Hi,
I'm experimenting with different formulations of a problem, using finite
set variables, and have come across two questions.
Q1: Propagation for the weights constraint. I've posted the constraint:
weights(this, elems, costs, deleted, total_cost);
where "deleted" is an otherwise unconstrained SetVar, total_cost an
unconstrained IntVar, and
elems = {0, 1, 2, 3, 4, 5, 6, 7, 8, 9, 10, 11, 12, 13, 14, 15, 16, 17,
18, 19, 20}
costs = {4, 2, 4, 3, 4, 2, 2, 6, 2, 3, 1, 2, 4, 3, 4, 2, 3, 1,
3, 3, 2}
Next, I post a cardinality constraint on deleted, saying it contains at
least 2 and at most 3 elements.
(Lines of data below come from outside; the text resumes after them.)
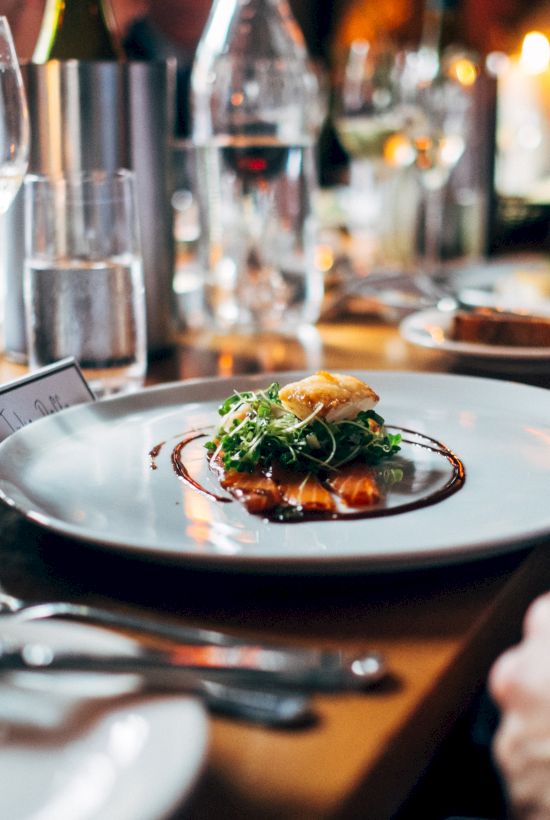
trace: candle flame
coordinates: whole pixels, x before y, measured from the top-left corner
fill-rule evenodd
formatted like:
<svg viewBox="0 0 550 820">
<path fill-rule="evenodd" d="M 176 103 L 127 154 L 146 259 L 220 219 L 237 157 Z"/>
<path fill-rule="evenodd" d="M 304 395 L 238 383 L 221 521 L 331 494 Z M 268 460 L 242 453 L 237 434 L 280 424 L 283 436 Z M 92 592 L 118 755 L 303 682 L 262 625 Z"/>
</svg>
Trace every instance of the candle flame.
<svg viewBox="0 0 550 820">
<path fill-rule="evenodd" d="M 519 64 L 527 74 L 542 74 L 550 65 L 550 43 L 540 31 L 530 31 L 523 38 Z"/>
</svg>

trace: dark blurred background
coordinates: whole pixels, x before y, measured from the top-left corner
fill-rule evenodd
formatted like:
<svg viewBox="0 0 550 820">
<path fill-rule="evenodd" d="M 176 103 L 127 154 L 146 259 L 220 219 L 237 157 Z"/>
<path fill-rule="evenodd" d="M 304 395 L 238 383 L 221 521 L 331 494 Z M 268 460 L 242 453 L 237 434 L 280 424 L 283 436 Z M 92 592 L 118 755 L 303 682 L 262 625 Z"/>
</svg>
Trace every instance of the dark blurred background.
<svg viewBox="0 0 550 820">
<path fill-rule="evenodd" d="M 291 0 L 312 55 L 328 61 L 354 37 L 414 42 L 420 33 L 421 0 Z M 112 0 L 123 34 L 132 23 L 152 15 L 164 36 L 190 48 L 196 41 L 209 0 Z M 14 30 L 21 59 L 30 58 L 44 0 L 0 0 Z M 522 31 L 550 30 L 548 0 L 459 0 L 464 41 L 479 53 L 510 51 Z"/>
</svg>

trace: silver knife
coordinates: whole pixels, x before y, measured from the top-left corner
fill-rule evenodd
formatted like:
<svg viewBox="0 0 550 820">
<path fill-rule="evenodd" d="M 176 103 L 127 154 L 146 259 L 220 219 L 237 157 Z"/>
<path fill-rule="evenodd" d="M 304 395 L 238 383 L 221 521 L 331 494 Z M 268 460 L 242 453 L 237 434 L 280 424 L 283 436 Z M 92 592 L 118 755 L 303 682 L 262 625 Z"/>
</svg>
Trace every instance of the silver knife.
<svg viewBox="0 0 550 820">
<path fill-rule="evenodd" d="M 385 674 L 376 652 L 356 655 L 336 650 L 277 649 L 265 646 L 177 644 L 168 650 L 140 648 L 104 654 L 60 650 L 40 640 L 18 640 L 0 629 L 0 672 L 19 671 L 131 673 L 149 686 L 189 689 L 197 679 L 239 686 L 306 691 L 363 689 Z"/>
</svg>

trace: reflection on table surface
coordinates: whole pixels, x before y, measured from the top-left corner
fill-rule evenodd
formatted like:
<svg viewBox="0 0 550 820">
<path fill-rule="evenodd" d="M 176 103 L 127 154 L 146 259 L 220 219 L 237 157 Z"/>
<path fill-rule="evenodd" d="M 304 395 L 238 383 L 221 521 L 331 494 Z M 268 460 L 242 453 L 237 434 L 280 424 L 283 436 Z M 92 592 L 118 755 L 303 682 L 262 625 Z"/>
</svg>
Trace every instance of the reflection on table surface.
<svg viewBox="0 0 550 820">
<path fill-rule="evenodd" d="M 174 351 L 151 362 L 148 380 L 317 368 L 458 372 L 453 360 L 407 345 L 394 326 L 354 319 L 325 323 L 301 340 L 182 334 Z M 0 366 L 2 380 L 22 372 Z M 549 386 L 546 374 L 529 380 Z M 5 507 L 0 530 L 0 582 L 14 595 L 386 655 L 391 675 L 382 685 L 316 696 L 317 719 L 299 730 L 213 718 L 206 771 L 178 820 L 395 816 L 492 660 L 516 639 L 529 601 L 550 584 L 544 544 L 437 570 L 304 578 L 118 556 L 41 530 Z"/>
</svg>

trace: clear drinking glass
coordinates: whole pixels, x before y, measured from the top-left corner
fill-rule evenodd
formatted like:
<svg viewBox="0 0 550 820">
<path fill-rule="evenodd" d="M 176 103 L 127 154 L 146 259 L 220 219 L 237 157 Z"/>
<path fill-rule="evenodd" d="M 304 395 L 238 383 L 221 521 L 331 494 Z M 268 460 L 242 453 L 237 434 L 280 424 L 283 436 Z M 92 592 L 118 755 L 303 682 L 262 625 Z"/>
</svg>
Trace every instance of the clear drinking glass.
<svg viewBox="0 0 550 820">
<path fill-rule="evenodd" d="M 9 23 L 0 17 L 0 227 L 27 171 L 29 116 Z M 4 326 L 5 272 L 0 270 L 0 329 Z M 3 336 L 3 332 L 2 332 Z M 2 339 L 3 342 L 3 339 Z"/>
<path fill-rule="evenodd" d="M 74 356 L 97 396 L 146 368 L 145 288 L 131 171 L 25 181 L 31 369 Z"/>
<path fill-rule="evenodd" d="M 369 274 L 365 287 L 381 302 L 441 298 L 444 193 L 467 145 L 476 76 L 467 59 L 428 73 L 420 51 L 352 44 L 336 127 L 352 157 L 352 235 L 372 234 L 366 269 L 356 272 Z"/>
<path fill-rule="evenodd" d="M 403 135 L 398 51 L 389 42 L 351 43 L 336 84 L 333 116 L 350 157 L 349 184 L 339 192 L 351 236 L 348 273 L 367 277 L 410 268 L 418 195 L 407 169 L 413 161 Z"/>
</svg>

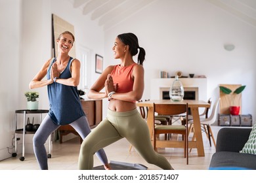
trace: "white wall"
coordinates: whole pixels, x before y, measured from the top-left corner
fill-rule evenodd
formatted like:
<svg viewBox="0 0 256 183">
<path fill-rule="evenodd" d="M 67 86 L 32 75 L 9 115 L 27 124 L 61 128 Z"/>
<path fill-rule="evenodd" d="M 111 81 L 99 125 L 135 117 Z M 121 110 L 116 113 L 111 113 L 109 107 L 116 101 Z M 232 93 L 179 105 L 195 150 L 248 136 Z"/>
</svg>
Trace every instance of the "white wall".
<svg viewBox="0 0 256 183">
<path fill-rule="evenodd" d="M 24 93 L 30 90 L 28 84 L 51 57 L 51 14 L 55 14 L 74 26 L 78 59 L 81 47 L 91 50 L 90 84 L 98 76 L 94 71 L 95 54 L 103 56 L 104 50 L 102 29 L 96 22 L 85 19 L 81 10 L 74 10 L 69 0 L 3 0 L 0 2 L 1 160 L 11 156 L 7 147 L 12 146 L 14 111 L 26 108 Z M 39 92 L 39 108 L 48 109 L 47 87 L 33 90 Z M 22 117 L 20 118 L 22 120 Z M 21 142 L 22 141 L 18 141 L 18 147 L 21 146 Z M 20 148 L 18 150 L 18 154 L 22 152 Z"/>
<path fill-rule="evenodd" d="M 105 32 L 106 65 L 117 64 L 112 47 L 119 33 L 133 32 L 146 50 L 145 90 L 160 71 L 207 78 L 207 98 L 219 97 L 220 84 L 246 85 L 242 113 L 255 121 L 256 27 L 203 0 L 158 0 Z M 224 44 L 236 46 L 232 52 Z"/>
<path fill-rule="evenodd" d="M 0 159 L 11 155 L 7 147 L 11 147 L 14 110 L 20 103 L 20 1 L 0 1 Z"/>
</svg>

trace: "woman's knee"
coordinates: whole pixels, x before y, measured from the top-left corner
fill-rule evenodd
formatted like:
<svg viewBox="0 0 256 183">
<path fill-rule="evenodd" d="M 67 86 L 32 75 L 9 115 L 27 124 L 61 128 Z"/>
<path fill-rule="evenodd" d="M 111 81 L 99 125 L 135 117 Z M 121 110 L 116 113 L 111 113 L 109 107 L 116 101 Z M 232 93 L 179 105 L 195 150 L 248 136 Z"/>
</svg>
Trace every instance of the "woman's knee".
<svg viewBox="0 0 256 183">
<path fill-rule="evenodd" d="M 40 146 L 44 144 L 46 141 L 43 141 L 42 137 L 40 135 L 36 135 L 36 134 L 33 137 L 33 144 L 34 146 Z"/>
</svg>

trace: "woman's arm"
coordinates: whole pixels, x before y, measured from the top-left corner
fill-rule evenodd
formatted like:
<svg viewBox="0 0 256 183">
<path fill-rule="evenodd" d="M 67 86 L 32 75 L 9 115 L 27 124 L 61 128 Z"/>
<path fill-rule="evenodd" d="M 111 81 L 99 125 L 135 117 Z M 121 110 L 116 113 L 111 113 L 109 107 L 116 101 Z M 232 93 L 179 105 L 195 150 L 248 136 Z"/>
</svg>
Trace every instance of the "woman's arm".
<svg viewBox="0 0 256 183">
<path fill-rule="evenodd" d="M 105 86 L 105 82 L 107 79 L 107 76 L 113 70 L 113 65 L 108 66 L 100 75 L 100 77 L 95 82 L 95 84 L 91 87 L 87 93 L 87 97 L 90 99 L 101 99 L 108 97 L 108 93 L 106 92 L 100 92 L 100 91 Z"/>
<path fill-rule="evenodd" d="M 144 92 L 144 68 L 140 65 L 135 67 L 133 72 L 134 83 L 133 91 L 123 93 L 114 93 L 112 98 L 125 101 L 139 101 L 141 99 Z"/>
<path fill-rule="evenodd" d="M 74 59 L 70 65 L 71 78 L 67 79 L 58 78 L 55 80 L 55 82 L 67 86 L 78 86 L 80 82 L 80 67 L 81 67 L 80 61 L 77 59 Z M 54 69 L 54 67 L 53 67 L 53 69 Z M 55 72 L 53 72 L 52 77 L 53 78 L 54 77 L 58 77 L 58 76 L 54 75 L 54 73 Z"/>
<path fill-rule="evenodd" d="M 49 59 L 43 65 L 41 70 L 34 76 L 33 80 L 30 82 L 29 87 L 30 89 L 37 88 L 47 86 L 53 82 L 53 79 L 51 78 L 49 80 L 42 80 L 47 73 L 47 69 L 50 65 L 51 59 Z"/>
</svg>

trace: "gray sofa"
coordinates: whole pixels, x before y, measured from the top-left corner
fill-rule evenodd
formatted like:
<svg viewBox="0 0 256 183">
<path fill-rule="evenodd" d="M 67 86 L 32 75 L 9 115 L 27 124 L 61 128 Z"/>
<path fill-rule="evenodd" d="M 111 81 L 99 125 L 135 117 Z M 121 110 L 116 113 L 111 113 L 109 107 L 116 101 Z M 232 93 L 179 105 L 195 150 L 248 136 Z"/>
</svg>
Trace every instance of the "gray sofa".
<svg viewBox="0 0 256 183">
<path fill-rule="evenodd" d="M 209 169 L 256 169 L 256 155 L 239 153 L 247 141 L 251 131 L 251 128 L 221 128 Z"/>
</svg>

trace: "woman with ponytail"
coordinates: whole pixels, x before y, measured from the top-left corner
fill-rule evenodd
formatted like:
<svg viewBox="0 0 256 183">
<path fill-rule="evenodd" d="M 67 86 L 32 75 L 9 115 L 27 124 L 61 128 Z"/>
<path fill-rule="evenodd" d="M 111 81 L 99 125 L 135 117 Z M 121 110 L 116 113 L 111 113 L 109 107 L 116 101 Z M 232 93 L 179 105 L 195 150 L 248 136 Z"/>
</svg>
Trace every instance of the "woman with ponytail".
<svg viewBox="0 0 256 183">
<path fill-rule="evenodd" d="M 166 158 L 154 150 L 147 124 L 137 109 L 136 101 L 144 92 L 144 49 L 139 46 L 137 36 L 128 33 L 116 38 L 112 50 L 120 63 L 108 66 L 88 92 L 89 98 L 108 98 L 107 116 L 83 141 L 79 169 L 92 169 L 95 152 L 126 138 L 148 163 L 173 169 Z M 133 57 L 138 52 L 137 63 Z"/>
</svg>

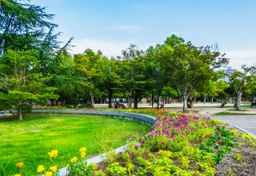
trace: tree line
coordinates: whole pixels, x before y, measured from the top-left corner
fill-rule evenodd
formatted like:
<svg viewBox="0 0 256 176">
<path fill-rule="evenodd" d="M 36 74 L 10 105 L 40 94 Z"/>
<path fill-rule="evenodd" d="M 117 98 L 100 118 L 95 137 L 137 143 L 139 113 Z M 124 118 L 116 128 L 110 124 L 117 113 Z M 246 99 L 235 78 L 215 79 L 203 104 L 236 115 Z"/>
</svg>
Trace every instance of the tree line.
<svg viewBox="0 0 256 176">
<path fill-rule="evenodd" d="M 94 98 L 102 98 L 111 107 L 113 98 L 127 98 L 128 107 L 134 101 L 138 108 L 139 98 L 156 91 L 155 68 L 160 68 L 160 94 L 181 98 L 184 111 L 198 96 L 226 99 L 234 94 L 237 109 L 242 94 L 255 96 L 254 66 L 242 66 L 244 72 L 231 74 L 230 86 L 221 80 L 225 74 L 216 69 L 229 58 L 218 45 L 198 47 L 172 35 L 145 51 L 130 44 L 116 58 L 89 48 L 72 55 L 73 38 L 64 45 L 58 41 L 58 25 L 49 22 L 54 15 L 45 8 L 18 0 L 1 0 L 0 7 L 0 110 L 14 105 L 20 119 L 28 102 L 50 99 L 65 106 L 82 98 L 94 107 Z"/>
</svg>

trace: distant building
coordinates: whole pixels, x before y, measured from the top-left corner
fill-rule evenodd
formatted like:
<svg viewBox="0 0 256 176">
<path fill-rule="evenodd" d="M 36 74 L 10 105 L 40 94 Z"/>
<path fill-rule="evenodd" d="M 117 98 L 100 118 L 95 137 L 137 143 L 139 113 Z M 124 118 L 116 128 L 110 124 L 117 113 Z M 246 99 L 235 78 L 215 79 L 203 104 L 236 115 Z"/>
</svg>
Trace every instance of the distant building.
<svg viewBox="0 0 256 176">
<path fill-rule="evenodd" d="M 231 75 L 231 74 L 233 74 L 235 71 L 237 71 L 236 69 L 231 69 L 231 66 L 227 66 L 226 70 L 224 70 L 224 73 L 227 74 L 228 76 L 225 77 L 222 80 L 226 83 L 230 83 L 230 76 Z"/>
</svg>

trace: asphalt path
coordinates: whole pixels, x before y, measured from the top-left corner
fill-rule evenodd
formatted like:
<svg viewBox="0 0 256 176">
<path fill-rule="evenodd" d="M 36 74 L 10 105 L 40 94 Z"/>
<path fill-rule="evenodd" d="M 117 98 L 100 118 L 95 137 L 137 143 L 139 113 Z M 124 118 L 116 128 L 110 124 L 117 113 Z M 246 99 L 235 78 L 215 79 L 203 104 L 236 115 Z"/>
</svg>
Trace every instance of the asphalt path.
<svg viewBox="0 0 256 176">
<path fill-rule="evenodd" d="M 217 118 L 230 125 L 245 129 L 256 135 L 256 115 L 202 115 L 202 117 Z"/>
</svg>

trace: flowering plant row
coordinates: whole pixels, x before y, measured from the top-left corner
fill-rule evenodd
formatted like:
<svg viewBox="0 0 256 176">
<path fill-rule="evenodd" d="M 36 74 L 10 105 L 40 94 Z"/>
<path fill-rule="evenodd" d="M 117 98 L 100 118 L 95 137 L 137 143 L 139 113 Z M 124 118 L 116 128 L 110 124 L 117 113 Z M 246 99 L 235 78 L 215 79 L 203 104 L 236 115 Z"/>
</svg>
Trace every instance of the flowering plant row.
<svg viewBox="0 0 256 176">
<path fill-rule="evenodd" d="M 216 119 L 166 111 L 157 114 L 146 136 L 129 138 L 122 151 L 109 152 L 107 166 L 103 170 L 98 169 L 94 163 L 87 164 L 86 147 L 80 149 L 81 156 L 70 158 L 66 169 L 70 175 L 214 175 L 214 166 L 221 163 L 224 155 L 236 145 L 234 138 L 255 140 L 250 135 L 226 128 L 224 122 Z M 48 154 L 52 164 L 38 166 L 34 175 L 59 175 L 58 168 L 62 166 L 54 162 L 58 150 Z M 14 176 L 26 175 L 22 170 L 23 166 L 22 162 L 17 163 L 21 170 Z"/>
<path fill-rule="evenodd" d="M 158 109 L 98 109 L 98 108 L 67 108 L 60 106 L 34 106 L 33 110 L 102 110 L 102 111 L 114 111 L 114 112 L 127 112 L 144 114 L 156 116 L 158 114 L 164 115 L 182 115 L 182 113 L 170 112 L 169 110 L 158 110 Z"/>
</svg>

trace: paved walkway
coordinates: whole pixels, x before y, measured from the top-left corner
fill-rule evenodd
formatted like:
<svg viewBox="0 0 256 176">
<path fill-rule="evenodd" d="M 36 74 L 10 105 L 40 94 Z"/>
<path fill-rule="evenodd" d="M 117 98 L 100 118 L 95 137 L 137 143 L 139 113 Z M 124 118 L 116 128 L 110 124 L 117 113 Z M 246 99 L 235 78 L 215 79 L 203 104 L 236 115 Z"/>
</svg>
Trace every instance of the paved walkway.
<svg viewBox="0 0 256 176">
<path fill-rule="evenodd" d="M 239 126 L 256 135 L 256 115 L 202 115 Z"/>
</svg>

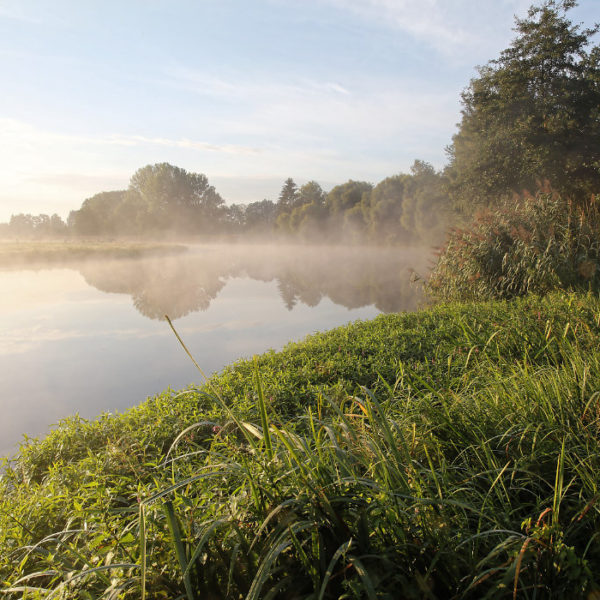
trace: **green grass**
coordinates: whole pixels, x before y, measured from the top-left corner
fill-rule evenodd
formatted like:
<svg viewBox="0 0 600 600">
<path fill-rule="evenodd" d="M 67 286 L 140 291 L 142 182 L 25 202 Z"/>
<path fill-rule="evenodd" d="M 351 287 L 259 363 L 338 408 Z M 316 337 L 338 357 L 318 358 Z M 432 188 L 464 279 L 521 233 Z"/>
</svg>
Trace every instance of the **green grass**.
<svg viewBox="0 0 600 600">
<path fill-rule="evenodd" d="M 448 304 L 66 420 L 0 483 L 3 593 L 591 598 L 599 332 L 591 295 Z"/>
<path fill-rule="evenodd" d="M 0 242 L 0 267 L 90 258 L 138 258 L 184 252 L 180 244 L 111 241 Z"/>
</svg>

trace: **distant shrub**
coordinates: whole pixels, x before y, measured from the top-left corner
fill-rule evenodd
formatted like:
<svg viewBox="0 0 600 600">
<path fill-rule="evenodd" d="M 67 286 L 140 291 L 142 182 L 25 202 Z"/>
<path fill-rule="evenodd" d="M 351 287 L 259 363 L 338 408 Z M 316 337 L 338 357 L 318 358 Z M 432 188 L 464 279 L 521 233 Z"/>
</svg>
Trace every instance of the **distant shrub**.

After propagation (call to status()),
the domains of the variables are as follows:
deleted = {}..{0..20}#(2,3)
total_cost = [0..14]
So, it seems that the upper bound on the cardinality of deleted has been
propagated to total_cost (it is at most the sum of the 3 largest costs),
but the lower bound has not (total_cost can not be smaller than the sum
of the 2 smallest costs, which is 2, yet the lower bound remains zero).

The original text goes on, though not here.